Segundo pesquisas da Fundação MS, as lavouras da região Centro Sul de Mato Grosso do Sul são as que mais sofrem com os danos causados pelos caracóis

Aline Jesus
Pragas

Em lavouras de plantio direto, os caracóis encontram condições favoráveis para abrigo e reprodução. Nos últimos anos, populações elevadas são encontradas em lavouras de soja e milho que apresentam abundância de cobertura vegetal sobre o solo. Contudo, é bem comum encontrá-los também em hortas, jardins e estufas. Atualmente, além desses lugares, os maiores danos registrados foram em lavouras extensivas de soja, milho, feijão e trigo.

Os caracóis do gênero Bulimulus spp. (Mollusca, Bulimulidae) foram identificados no sul do país, como mostra as pesquisas da Fundação MS. De acordo com o pesquisador Ricardo Barros, estes caracóis estão sendo considerados os prováveis causadores de danos em lavouras da região Centro Sul de Mato Grosso do Sul.

Descrição e biologia

Caracterizados com coloração branco leitosa, estes moluscos apresentam aproximadamente diâmetro de 0,2 milímetros. A presença dos caracóis nas lavoura é denunciada ao deixarem rastros de muco no solo e sobre as plantas quando se locomovem. Seu lugar de abrigo escolhido é sob touceiras de restos culturais ou plantas daninhas, que lhes proporciona um ambiente úmido e proteção da radiação solar, além de abrigá-los contra a ação de aves.

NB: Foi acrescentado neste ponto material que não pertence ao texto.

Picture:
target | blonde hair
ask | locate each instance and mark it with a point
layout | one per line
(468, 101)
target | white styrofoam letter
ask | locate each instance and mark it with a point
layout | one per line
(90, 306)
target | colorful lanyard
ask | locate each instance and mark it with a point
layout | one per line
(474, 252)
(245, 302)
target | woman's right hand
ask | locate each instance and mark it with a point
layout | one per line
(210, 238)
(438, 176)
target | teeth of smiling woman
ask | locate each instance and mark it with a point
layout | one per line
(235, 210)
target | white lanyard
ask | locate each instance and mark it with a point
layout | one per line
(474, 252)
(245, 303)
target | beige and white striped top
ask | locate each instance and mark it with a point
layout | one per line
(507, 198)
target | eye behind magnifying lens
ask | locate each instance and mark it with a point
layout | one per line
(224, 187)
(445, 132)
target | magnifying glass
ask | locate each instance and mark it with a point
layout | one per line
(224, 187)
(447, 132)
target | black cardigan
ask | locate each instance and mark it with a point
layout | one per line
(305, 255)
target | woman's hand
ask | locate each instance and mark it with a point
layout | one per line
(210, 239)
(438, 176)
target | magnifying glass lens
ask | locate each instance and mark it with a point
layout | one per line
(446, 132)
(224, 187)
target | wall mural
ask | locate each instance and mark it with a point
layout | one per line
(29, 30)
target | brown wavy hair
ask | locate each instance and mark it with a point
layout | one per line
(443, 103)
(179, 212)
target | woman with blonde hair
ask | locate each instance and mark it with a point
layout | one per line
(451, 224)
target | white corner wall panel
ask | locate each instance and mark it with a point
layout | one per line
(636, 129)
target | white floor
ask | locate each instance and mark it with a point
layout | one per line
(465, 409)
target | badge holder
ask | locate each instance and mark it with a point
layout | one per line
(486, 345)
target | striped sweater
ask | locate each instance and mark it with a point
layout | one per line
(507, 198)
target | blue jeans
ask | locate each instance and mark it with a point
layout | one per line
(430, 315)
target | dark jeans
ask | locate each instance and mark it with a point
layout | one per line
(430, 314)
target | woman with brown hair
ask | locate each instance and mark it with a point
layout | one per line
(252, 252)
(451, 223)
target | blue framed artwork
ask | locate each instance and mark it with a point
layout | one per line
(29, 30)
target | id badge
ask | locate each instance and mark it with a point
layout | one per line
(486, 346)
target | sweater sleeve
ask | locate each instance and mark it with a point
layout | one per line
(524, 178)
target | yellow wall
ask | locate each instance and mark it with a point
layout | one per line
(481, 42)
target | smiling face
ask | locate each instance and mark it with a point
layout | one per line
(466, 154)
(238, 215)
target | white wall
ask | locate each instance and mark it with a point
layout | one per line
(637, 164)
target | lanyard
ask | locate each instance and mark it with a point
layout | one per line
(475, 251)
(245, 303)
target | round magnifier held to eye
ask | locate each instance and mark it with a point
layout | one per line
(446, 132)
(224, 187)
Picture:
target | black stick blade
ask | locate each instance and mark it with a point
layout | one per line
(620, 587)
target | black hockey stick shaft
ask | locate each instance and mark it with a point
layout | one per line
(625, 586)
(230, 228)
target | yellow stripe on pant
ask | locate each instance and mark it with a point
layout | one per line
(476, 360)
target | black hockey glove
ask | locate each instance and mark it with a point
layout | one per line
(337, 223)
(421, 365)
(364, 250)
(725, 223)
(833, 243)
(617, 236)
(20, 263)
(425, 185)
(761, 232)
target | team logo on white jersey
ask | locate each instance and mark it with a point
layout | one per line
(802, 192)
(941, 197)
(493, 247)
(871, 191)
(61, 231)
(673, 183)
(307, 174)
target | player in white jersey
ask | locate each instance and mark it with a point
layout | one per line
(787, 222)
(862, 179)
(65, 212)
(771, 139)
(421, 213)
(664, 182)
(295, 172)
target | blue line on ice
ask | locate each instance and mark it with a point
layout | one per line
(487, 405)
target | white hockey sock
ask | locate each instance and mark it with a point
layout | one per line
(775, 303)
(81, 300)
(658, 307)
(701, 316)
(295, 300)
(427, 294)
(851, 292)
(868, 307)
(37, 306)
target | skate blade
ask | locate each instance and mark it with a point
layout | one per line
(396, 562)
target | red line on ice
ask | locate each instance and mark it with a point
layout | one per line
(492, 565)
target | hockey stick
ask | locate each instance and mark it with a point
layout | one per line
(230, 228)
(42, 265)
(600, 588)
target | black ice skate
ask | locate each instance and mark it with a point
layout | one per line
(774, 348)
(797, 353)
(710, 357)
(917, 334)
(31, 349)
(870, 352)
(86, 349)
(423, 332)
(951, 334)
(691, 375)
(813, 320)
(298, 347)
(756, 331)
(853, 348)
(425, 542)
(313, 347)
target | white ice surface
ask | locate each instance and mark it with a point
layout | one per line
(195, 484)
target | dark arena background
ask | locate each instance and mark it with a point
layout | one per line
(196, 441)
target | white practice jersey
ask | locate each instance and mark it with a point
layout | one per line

Quanto ao local de ataque, os caracóis preferem a parte aérea das plantas, e agem raspando com a língua o tecido vegetal causando danos semelhantes a de insetos mastigadores. Mesmo com hábito noturno, os caracóis também aparecem em dias nublados com elevada umidade do solo e temperaturas amenas. Com isso, o problema se agrava em solos de baixa fertilidade e/ou com fraca adubação, pois as plantas terão menor arranque inicial permanecendo por um período mais prolongado na fase mais suscetível a esta praga.